See Internet Science and Technology

Goals and aims

Internet Science and Technology (IST) focuses on improving the interaction between people and/or automated processes over time and distance through the application of information and communication technology. IST lays the foundation for connecting today's demanding users worldwide. Ever increasing bandwidth, growing mobility, new applications every day, a variety of standards having to work together without problems: these all are challenges for the IST expert.

In order to meet these challenges, the IST expert needs knowledge about and insight in a broad range of topics: fixed/wired and mobile/wireless networking technologies; design methods and performance evaluation tools; network management and security issues; and of course services and applications.

General scientific attainment targets

The Internet Science and Technology programme has the following general scientific attainment levels. These describe the general academic skills (not specific to Internet Science and Technology) that a student acquires in the programme.

  1. Graduates have an extensive knowledge of and understand the issues relevant to their specific field of study (i.e. domain specific attainment targets) described in the Internet Science and Technology-specific attainment targets:
  2. Graduates can contribute to scientific research, and independently design, conduct and present the results of small-scale research.
  3. Graduates can provide an original contribution to the development and/or application of the field of study. ‘Original’ is understood to mean ‘demonstrative of a creative contribution’.
  4. Graduates can analyze complex problems (change problems) relevant to the field of study and obtain the required knowledge and information.
  5. Graduates can design, validate and implement solutions/systems in their operational context; identify and apply relevant advanced knowledge, methods and techniques from their field of study.
  6. Graduates can assess solutions/systems and their applications according to their properties and potential to solve problems even if they are new to or unfamiliar with the situation or lack information and/or reliable information; they can use their assessment as a basis for (substantiation of) decisions.
  7. Graduates understand the ethical, social, cultural and public aspects of problems and solutions in their field of study; apply this insight in their international role as scholar.
  8. Graduates can work as part of and play a leading role in a team; manage and plan a development process; document development and research processes.
  9. Graduates can substantiate research results, designs and applications in writing and verbally; critically assess and participate in debates regarding the same.
  10. Graduates can independently acquire new knowledge and skills; reflect on trends in their field of study, responsibilities and roles and use this insight as a guide for and integrate it into their own personal development.
  11. Graduates can integrate information from other disciplines into their own work if necessary.
  12. Graduates take a critical approach to reading, incorporating information presented in and participating in debates regarding international scientific literature relevant to their field of study.

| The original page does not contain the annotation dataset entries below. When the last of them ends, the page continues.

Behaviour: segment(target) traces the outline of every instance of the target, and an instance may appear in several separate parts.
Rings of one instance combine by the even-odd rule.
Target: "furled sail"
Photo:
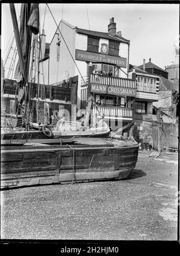
[[[26,72],[26,77],[23,78],[19,60],[14,75],[14,78],[19,82],[24,78],[27,82],[29,67],[30,50],[32,32],[37,34],[39,31],[38,4],[22,4],[20,20],[20,38],[23,53],[23,62]]]

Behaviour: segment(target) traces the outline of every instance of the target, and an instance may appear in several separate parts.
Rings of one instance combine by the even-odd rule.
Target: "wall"
[[[127,58],[127,67],[121,67],[121,69],[127,74],[128,72],[128,45],[127,43],[120,43],[119,44],[119,55],[122,58]],[[121,78],[127,78],[127,75],[121,70],[120,70],[120,76]]]
[[[65,22],[61,22],[59,26],[60,31],[65,39],[74,59],[75,58],[75,29],[74,27]],[[50,84],[67,79],[75,75],[74,63],[69,51],[61,37],[59,31],[59,35],[55,34],[50,44],[50,63],[49,63],[49,83]],[[59,38],[60,53],[59,61],[57,61],[57,43]]]
[[[153,105],[162,109],[169,109],[172,106],[172,90],[160,91],[158,101],[154,102]]]
[[[153,145],[152,116],[152,115],[134,115],[133,137],[145,149],[148,149],[148,146],[151,149]]]
[[[152,114],[152,102],[147,102],[147,114]]]

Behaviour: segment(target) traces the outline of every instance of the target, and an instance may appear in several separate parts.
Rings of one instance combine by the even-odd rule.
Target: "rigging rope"
[[[46,13],[46,4],[45,4],[45,10],[44,10],[44,22],[43,22],[43,30],[42,30],[42,31],[43,31],[44,27]]]
[[[57,28],[58,28],[58,29],[59,30],[59,32],[60,32],[60,34],[61,34],[61,37],[62,37],[62,39],[63,39],[63,40],[64,40],[64,43],[65,43],[65,44],[66,45],[66,47],[67,47],[67,49],[68,49],[68,52],[69,52],[69,53],[70,53],[70,55],[71,55],[71,58],[72,58],[72,59],[73,59],[73,62],[74,62],[74,64],[75,64],[75,65],[76,65],[76,67],[77,69],[77,70],[78,70],[78,72],[79,72],[79,74],[80,74],[80,76],[81,76],[81,78],[82,78],[82,80],[83,81],[83,82],[84,82],[84,83],[85,83],[85,85],[86,85],[86,82],[85,82],[85,80],[84,80],[84,79],[83,79],[83,76],[82,76],[82,75],[81,75],[81,73],[80,73],[80,70],[79,70],[79,67],[77,67],[77,66],[76,63],[76,61],[75,61],[75,60],[74,60],[74,58],[73,58],[73,56],[72,55],[72,54],[71,54],[71,52],[70,52],[70,49],[69,49],[69,48],[68,48],[68,46],[67,46],[67,43],[66,43],[66,41],[65,41],[65,39],[64,39],[64,37],[63,37],[63,35],[62,35],[62,34],[61,34],[61,31],[60,31],[60,30],[59,30],[59,27],[58,27],[58,24],[57,24],[57,23],[56,23],[56,20],[55,20],[55,18],[54,18],[53,16],[53,14],[52,13],[52,11],[51,11],[51,10],[50,10],[50,8],[49,8],[49,7],[48,4],[47,4],[47,7],[48,7],[48,8],[49,8],[49,11],[50,12],[50,14],[51,14],[52,16],[52,17],[53,17],[53,19],[54,20],[54,22],[55,22],[55,23],[56,23],[56,26],[57,26]]]
[[[90,30],[89,20],[89,16],[88,16],[88,8],[87,8],[87,4],[86,4],[86,8],[87,16],[88,16],[88,25],[89,25],[89,29]]]

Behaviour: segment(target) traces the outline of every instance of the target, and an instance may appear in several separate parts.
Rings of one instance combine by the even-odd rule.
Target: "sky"
[[[74,26],[107,32],[114,17],[116,31],[130,40],[130,63],[139,66],[143,59],[162,69],[174,61],[174,43],[179,38],[179,5],[175,4],[48,4],[58,24],[62,18]],[[17,19],[20,4],[15,4]],[[4,59],[13,29],[8,4],[2,4],[1,47]],[[56,26],[45,4],[40,4],[40,29],[50,43]],[[44,19],[44,14],[45,19]],[[67,42],[68,44],[68,42]],[[123,55],[121,54],[122,56]]]

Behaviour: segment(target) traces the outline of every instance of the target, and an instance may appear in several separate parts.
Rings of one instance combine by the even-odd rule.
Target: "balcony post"
[[[92,105],[93,96],[91,93],[91,74],[92,73],[92,62],[89,62],[88,66],[88,99],[87,99],[87,105],[86,105],[86,114],[85,119],[84,120],[84,126],[87,127],[89,126],[89,118],[91,120],[91,109]],[[91,122],[91,121],[90,121]]]

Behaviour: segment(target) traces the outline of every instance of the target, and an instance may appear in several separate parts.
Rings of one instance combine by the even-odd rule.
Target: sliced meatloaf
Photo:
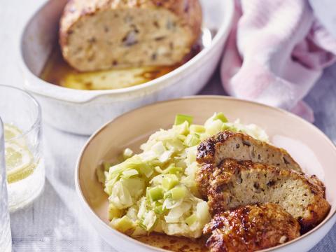
[[[248,204],[272,202],[297,218],[305,230],[318,225],[330,209],[324,186],[316,176],[230,159],[216,167],[205,166],[201,171],[208,175],[199,172],[197,182],[208,185],[204,196],[214,214]]]
[[[80,71],[174,65],[190,52],[201,23],[198,0],[71,0],[59,42]]]
[[[279,205],[248,205],[216,214],[204,228],[211,252],[255,251],[300,236],[300,224]]]
[[[217,166],[225,158],[251,160],[281,169],[301,172],[299,164],[285,150],[230,131],[220,132],[202,141],[197,148],[197,162]]]

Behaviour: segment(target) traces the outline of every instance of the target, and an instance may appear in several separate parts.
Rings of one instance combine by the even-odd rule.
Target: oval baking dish
[[[59,17],[66,0],[51,0],[24,28],[20,64],[24,88],[36,96],[43,117],[64,131],[90,134],[99,125],[141,105],[197,94],[220,59],[234,13],[232,0],[202,0],[204,23],[216,31],[210,45],[173,71],[138,85],[109,90],[78,90],[47,83],[38,76],[57,43]]]

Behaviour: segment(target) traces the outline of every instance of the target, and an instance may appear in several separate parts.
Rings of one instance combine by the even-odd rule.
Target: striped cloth
[[[229,94],[314,121],[312,110],[302,99],[323,68],[335,62],[336,39],[307,1],[237,1],[225,52],[221,78]]]

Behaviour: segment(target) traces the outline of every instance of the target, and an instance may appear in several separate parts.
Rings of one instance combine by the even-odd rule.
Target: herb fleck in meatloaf
[[[197,150],[199,163],[211,163],[216,166],[225,158],[233,158],[301,172],[299,164],[285,150],[242,133],[220,132],[202,142]]]
[[[197,181],[209,186],[204,196],[208,197],[213,214],[272,202],[297,218],[304,231],[318,225],[330,209],[325,188],[314,176],[309,178],[293,170],[230,159],[218,167],[206,164],[201,170],[209,174],[202,176],[204,181],[198,178]]]
[[[203,230],[211,252],[255,251],[300,236],[300,224],[272,203],[239,207],[216,214]]]
[[[71,0],[59,41],[81,71],[174,65],[190,52],[201,23],[198,0]]]

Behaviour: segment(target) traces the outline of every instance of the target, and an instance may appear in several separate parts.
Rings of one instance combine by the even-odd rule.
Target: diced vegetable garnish
[[[189,125],[190,125],[192,123],[192,120],[194,120],[194,118],[191,115],[182,115],[182,114],[178,114],[175,117],[175,125],[178,125],[180,124],[183,123],[184,122],[188,122]]]
[[[117,230],[125,232],[130,229],[135,227],[135,225],[132,220],[127,216],[122,218],[114,219],[111,221],[111,225]]]
[[[192,225],[197,220],[197,216],[195,214],[192,214],[186,219],[186,223],[188,225]]]
[[[135,154],[126,148],[122,162],[104,162],[97,170],[108,195],[111,225],[132,237],[150,232],[197,238],[209,221],[207,203],[200,198],[195,182],[197,146],[223,130],[241,132],[268,141],[265,131],[239,120],[227,122],[216,113],[204,125],[192,117],[177,115],[172,128],[160,130]]]
[[[148,194],[152,201],[156,201],[163,198],[163,189],[155,186],[148,190]]]
[[[132,155],[133,150],[132,150],[130,148],[126,148],[122,152],[122,157],[124,158],[124,160],[127,160],[127,158],[131,158]]]
[[[176,176],[165,176],[162,179],[162,186],[166,190],[170,190],[178,183]]]
[[[220,120],[223,122],[227,122],[227,118],[224,115],[224,114],[220,112],[220,113],[216,113],[215,116],[214,117],[214,120],[219,119]]]
[[[198,138],[195,134],[190,134],[187,136],[187,138],[186,139],[186,140],[184,140],[183,144],[186,146],[191,147],[191,146],[197,145],[200,142],[201,142],[201,140],[200,139],[200,138]]]
[[[178,200],[183,199],[186,195],[186,189],[184,187],[174,187],[170,190],[172,199]]]
[[[203,125],[191,125],[190,131],[192,133],[204,133],[205,132],[205,127]]]

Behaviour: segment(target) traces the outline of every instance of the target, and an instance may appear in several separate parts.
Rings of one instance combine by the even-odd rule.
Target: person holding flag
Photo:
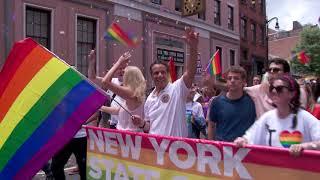
[[[245,94],[246,71],[231,66],[227,71],[228,92],[214,98],[209,109],[208,139],[232,142],[254,123],[254,102]]]

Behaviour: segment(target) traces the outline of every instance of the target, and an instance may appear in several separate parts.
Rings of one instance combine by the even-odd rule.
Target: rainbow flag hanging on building
[[[30,38],[13,46],[0,82],[0,179],[31,179],[106,101]]]
[[[305,51],[300,51],[297,54],[297,58],[301,64],[308,64],[310,62],[310,57],[306,54]]]
[[[218,75],[221,73],[221,61],[219,50],[217,50],[210,58],[206,71],[210,76]]]
[[[107,33],[104,36],[104,39],[116,40],[119,43],[129,47],[133,47],[138,44],[138,38],[136,36],[124,32],[116,23],[111,24],[111,26],[107,30]]]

Internet science & technology-specific attainment targets

The qualification under ‘1’ in the preceding section, that graduates command a high level of scientific knowledge and understanding of Internet Science and Technology, is demonstrated by their ability to:

M-IST 1: graduates have thorough knowledge about and understanding of both wired and wireless communication devices, networks and systems, in terms of both key principles and contemporary technologies.

M-IST 2: graduates can design and evaluate wired and wireless communication devices, networks and systems; in doing so, they can take into account both detailed aspects of the individual components, and system-wide aspects such as security and management.

M-IST 3: graduates can quantitatively evaluate the performance of networked systems, and judge their formal correctness, using both analytical methods and computer tools.

M-IST 4: graduates have practical experience conducting research and/or doing design work in a sub-field of networked systems, can follow trends in the field and contribute to its further development.